From sea to stars – Rebecca Rutstein’s Big Year
By Roberta Fallon
December 16, 2015
Roberta visits the studio of Rebecca Rutstein, whose action-packed 2015 included her first public art commission and a 3-week residency on a ship with scientists exploring the ocean floor between the Galapagos Islands and California. - artblog editor
Making sculpture used to be a tall order for a painter. But nowadays, a painter is likely to call herself an “artist” and use whatever medium suits the idea she wants to communicate.
Take Rebecca Rutstein. I’ve watched Rutstein’s abstract art move from acrylic on canvas paintings to wall-based or freestanding sculptural arrays and back to painting, ultimately incorporating both strategies into her practice. Sculpture seems a natural step for an ambitious artist whose paintings have always been multi-layered and highly spatial. Whether they strike you as celestial or aquatic, Rutstein’s paintings dive deep into space and push out at you as if they can’t wait to be off the wall and in the room by your side.
From The Nautilus and mapping the ocean floors to public art about the night sky
2015 was an especially eventful year for the artist, who shows her work at Bridgette Mayer Gallery and had a solo show of her paintings and sculpture there in May, 2015. Rutstein’s work is inspired by science and the natural world, and she spent 3 weeks last summer as an Artist at Sea, painting and working with scientists mapping the ocean floor on Robert Ballard’s ship, The Nautilus. This year, she also completed her first public art piece, “Sky Terrain,” at 11th and Montgomery on the Temple University Campus. From the sea to the sky, she covered a lot of literal and metaphorical territory this year. There’s a wonderful three-minute video about her seagoing adventure, shot during her time at sea, definitely worth watching – http://rebeccarutstein.com/projects-6/ and More at WHYY NewsWorks.
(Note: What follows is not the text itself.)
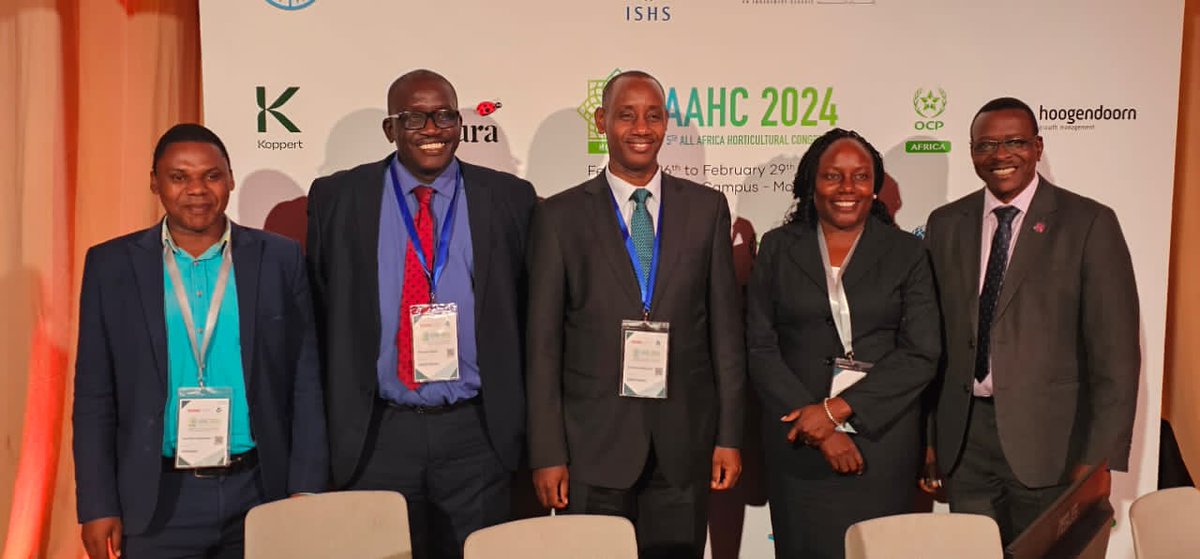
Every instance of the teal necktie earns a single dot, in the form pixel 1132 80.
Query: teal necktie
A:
pixel 641 230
It helps to be a good multi-tasker
Rutstein’s public commission went up in November. She was one of 15 artists considered for the public art piece. The artist explained the process in an email:
Bridgette Mayer Art Advisors was hired by Temple University to curate this public percent for art project. She selected the initial 15 artists. (Ultimately committees of Temple University and Philadelphia Redevelopment Authority selected me).
The big commission, which took 6 months from design to fabrication and installation, was mostly crossed off her to do list, on the day I visited her studio at Crane Arts. But the artist was still cooking on all burners.. She was shipping a number of large works to Miami to appear at Bridgette Mayer’s booth at Art Miami. And, she had a furious amount of racing around to do, her route for the day including home-to-studio-to-home and then to a meeting with a photographer at her public art piece at 11th and Montgomery. She had phone calls to make, children’s school issues to take care of, and me to talk with. When I commented on the busy schedule, she laughed and gave credit to her Type A personality.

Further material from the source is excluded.